Même les trois mille militaires que le président américain Barack Obama a déployés en Afrique de l’Ouest la semaine dernière ne pourront, d’après M. Chtchelkanov, qu’aider à renforcer le cordon sanitaire. 

Il est difficile de stopper cette poussée du virus Ebola pour deux raisons fondamentales. Premièrement, l’infection est une maladie de focalité naturelle.

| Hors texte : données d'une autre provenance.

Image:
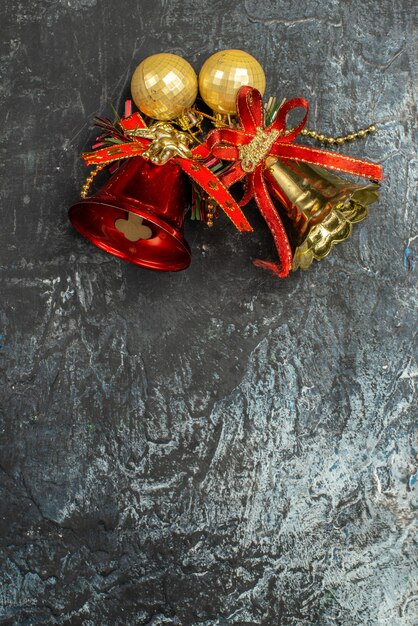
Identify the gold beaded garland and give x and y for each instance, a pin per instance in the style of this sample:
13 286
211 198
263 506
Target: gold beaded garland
360 134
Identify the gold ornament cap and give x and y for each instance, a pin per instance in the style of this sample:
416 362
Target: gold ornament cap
164 86
224 73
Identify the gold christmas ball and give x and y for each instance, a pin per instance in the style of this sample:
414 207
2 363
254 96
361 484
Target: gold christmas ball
163 86
224 73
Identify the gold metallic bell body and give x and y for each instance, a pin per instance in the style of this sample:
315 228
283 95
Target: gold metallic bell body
223 74
164 86
321 206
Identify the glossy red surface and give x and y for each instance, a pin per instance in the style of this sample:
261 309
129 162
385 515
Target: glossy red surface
156 193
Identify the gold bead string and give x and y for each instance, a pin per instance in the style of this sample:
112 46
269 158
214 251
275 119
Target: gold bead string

Contrôler le processus de circulation du virus dans ses foyers naturels de forêt tropicale en Guinée, au Sierra-Leone et au Libéria est aujourd’hui pratiquement impossible.

Cela nécessite des données qui pourraient être collectées à l’aide d’une station épidémiologique, dont la création est en cours de négociation par la Russie auprès des autorités guinéennes.

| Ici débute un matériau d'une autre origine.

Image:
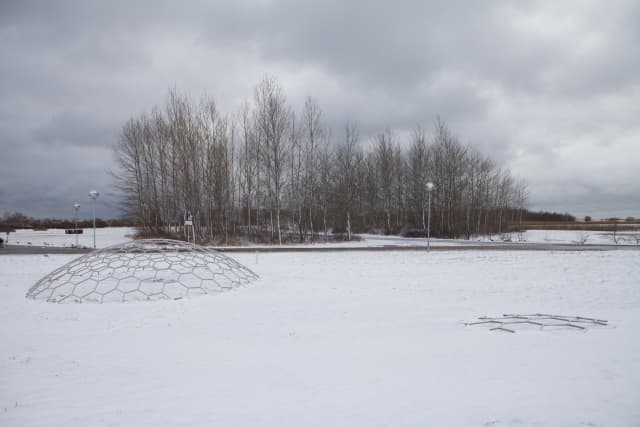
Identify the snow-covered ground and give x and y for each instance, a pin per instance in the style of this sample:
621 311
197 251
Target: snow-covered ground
56 237
341 339
578 237
113 235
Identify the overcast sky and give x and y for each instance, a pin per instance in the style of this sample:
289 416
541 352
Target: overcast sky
550 90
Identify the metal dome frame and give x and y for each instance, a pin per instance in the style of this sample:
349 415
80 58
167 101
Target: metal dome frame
142 270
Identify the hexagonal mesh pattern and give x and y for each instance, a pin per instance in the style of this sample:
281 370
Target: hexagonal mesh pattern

Deuxièmement, l’Afrique de l’Ouest fait partie des zones les plus pauvres du globe, dans laquelle il n’existe pratiquement aucun équipement sanitaire ou épidémiologique moderne. 

L’absence de conditions sanitaires appropriées est encore aggravée par les défaillances administratives de nombreux États d’Afrique de l’Ouest, ainsi que par les hauts niveaux de corruption qui empêchent la mise en place de mesures anti-épidémiologiques indispensables : pour un demi-dollar, une personne infectée est en mesure de sortir de la zone du cordon sanitaire. 

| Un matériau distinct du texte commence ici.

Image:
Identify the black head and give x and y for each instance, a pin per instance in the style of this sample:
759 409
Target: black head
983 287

Il est également important de tenir compte des croyances locales : les funérailles des personnes décédées se déroulent en présence de toute la population, les villageois prenant dans leurs bras le corps du défunt dans sa tombe. Tout cela ne contribue pas à une extinction rapide de l’épidémie.

Nature du virus

Les foyers naturels de la fièvre hémorragique Ebola se situent dans les collines du Nord de la Guinée, dans une zone forestière. Les roussettes (des chauves-souris frugivores) constituent le réservoir naturel du virus.

Elles nichent habituellement dans les strates supérieures de la forêt tropicale et ne sont pas affectées par le virus à un niveau clinique, mais diffusent ce dernier à travers leurs déjections et leur salive. Les primates sont ensuite contaminés par ce biais. Les grands singes sédentaires et lents sont les premiers à contracter le virus.     

Les chauves-souris infectées sont contagieuses pour les hommes. Une chauve-souris cuite convenablement est toutefois sans danger, dans la mesure où seule la découpe de sa carcasse peut présenter un risque de contamination. La seule façon de lutter contre le virus consiste à créer un vaccin et à procéder à une surveillance régulière des foyers infectieux.

Avis d'expert

Mikhaïl Chtchelkanov :

«  Comme n’importe quel autre virus, Ebola pourrait être utilisé comme arme bactériologique. Ebola, la salmonellose, la grippe, toutes ces maladies pourraient être utilisées. Si n’importe quel agent pathogène se retrouve entre les mains de personnes compétentes, elles seront toujours en mesure d’arriver à leurs fins ».

« Le virus Ebola du Zaïre n’est pas un virus artificiel. Nous ne savons pas encore comment manipuler correctement les virus afin d’en créer de nouveaux. Sans compter sur le fait qu’il faut d’abord les récupérer dans leur milieu naturel ».